Seelen UI supports standalone Svelte widgets. Prefer following existing widget patterns; do not invent new build
plumbing.

Typical pieces:

1. Static widget definition: `src/static/widgets/<widget-name>/`
2. Svelte app: `src/ui/svelte/<widget-name>/`
3. Theme styles: `src/static/themes/default/styles/<widget-name>.scss`
4. i18n: translations (and keep the translation workflow rule)
5. Optional Rust backend integration (use the modern module pattern)

Widget checklist:

- Static metadata and HTML exist under `src/static/widgets/<widget-name>/`
- Svelte entry mounts into `#root` and calls `Widget.getCurrent().init(...)`
- Shared, event-driven state uses LazySignal
- Styling uses existing CSS variables; avoid global class conflicts

Shared styling for widgets:

- Use `data-skin` attributes for common control styling (buttons, inputs) to avoid class collisions.

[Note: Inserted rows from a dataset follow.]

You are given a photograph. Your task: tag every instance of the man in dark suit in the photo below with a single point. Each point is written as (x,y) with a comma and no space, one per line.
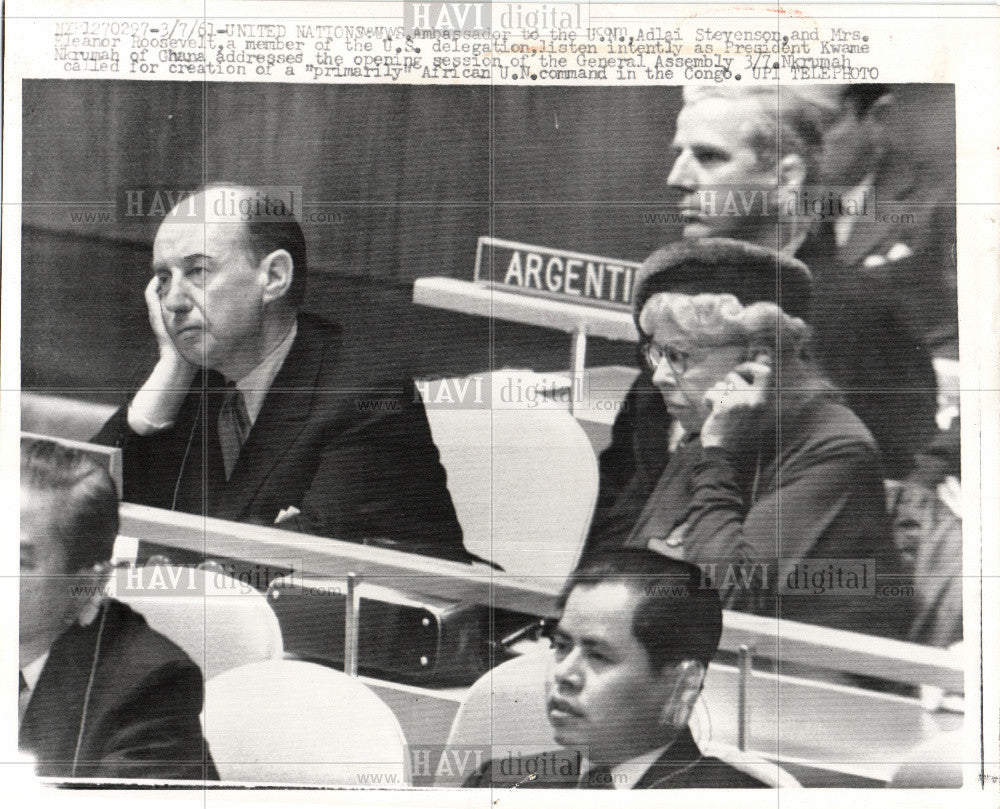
(743,167)
(101,694)
(248,416)
(636,633)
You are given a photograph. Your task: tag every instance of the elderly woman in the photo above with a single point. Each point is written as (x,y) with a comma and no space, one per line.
(773,486)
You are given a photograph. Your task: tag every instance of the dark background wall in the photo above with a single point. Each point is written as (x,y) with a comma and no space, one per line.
(412,176)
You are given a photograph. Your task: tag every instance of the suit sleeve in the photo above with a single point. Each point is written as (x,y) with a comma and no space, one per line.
(380,480)
(156,731)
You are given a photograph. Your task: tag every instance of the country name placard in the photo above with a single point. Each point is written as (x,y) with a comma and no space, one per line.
(554,273)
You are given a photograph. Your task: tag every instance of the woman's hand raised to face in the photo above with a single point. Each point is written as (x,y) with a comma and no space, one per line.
(737,402)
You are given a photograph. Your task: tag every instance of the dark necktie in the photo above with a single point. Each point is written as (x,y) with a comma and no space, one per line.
(597,778)
(234,424)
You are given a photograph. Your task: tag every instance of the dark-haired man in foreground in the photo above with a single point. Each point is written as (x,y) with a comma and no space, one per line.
(249,416)
(101,694)
(634,640)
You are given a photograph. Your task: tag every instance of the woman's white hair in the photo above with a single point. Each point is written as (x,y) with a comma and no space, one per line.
(718,319)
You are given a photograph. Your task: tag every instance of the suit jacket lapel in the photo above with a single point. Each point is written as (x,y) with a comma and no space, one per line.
(282,417)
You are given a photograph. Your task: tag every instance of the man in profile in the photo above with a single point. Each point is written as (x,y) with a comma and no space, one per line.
(101,694)
(248,414)
(636,634)
(745,157)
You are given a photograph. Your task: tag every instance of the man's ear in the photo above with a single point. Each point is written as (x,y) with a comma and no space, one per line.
(277,271)
(676,710)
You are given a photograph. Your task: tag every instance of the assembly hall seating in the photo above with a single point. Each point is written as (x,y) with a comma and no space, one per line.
(507,464)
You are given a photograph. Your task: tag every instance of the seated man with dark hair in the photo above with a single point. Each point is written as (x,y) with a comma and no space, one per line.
(635,637)
(101,694)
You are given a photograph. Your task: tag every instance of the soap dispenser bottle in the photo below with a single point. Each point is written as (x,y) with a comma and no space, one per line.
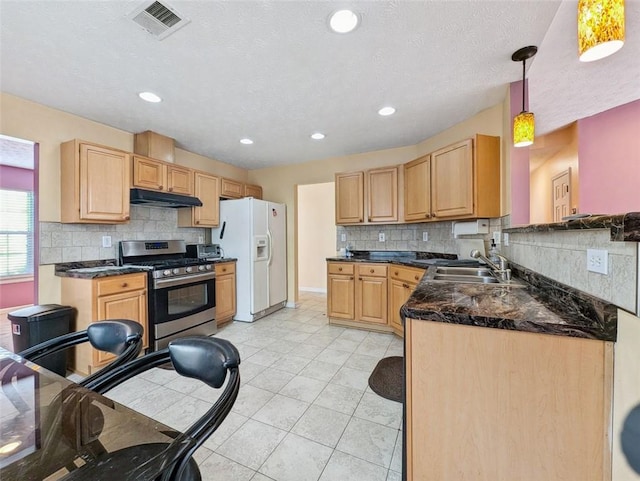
(493,253)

## Rust Types: Tagged Enums (Serde)

Avoid tuple variants for internally tagged enums.

Bad:

```rust
#[serde(tag = "type")]
pub enum Action {
    WithData(String),
}
```

Good:

```rust
#[serde(tag = "type")]
pub enum Action {
    WithData { data: String },
}
```

## Testing Expectations

- Prefer quick feedback loops (`cargo check`, `npm run type-check`, `deno lint`).
- Keep changes scoped; add tests when behavior changes.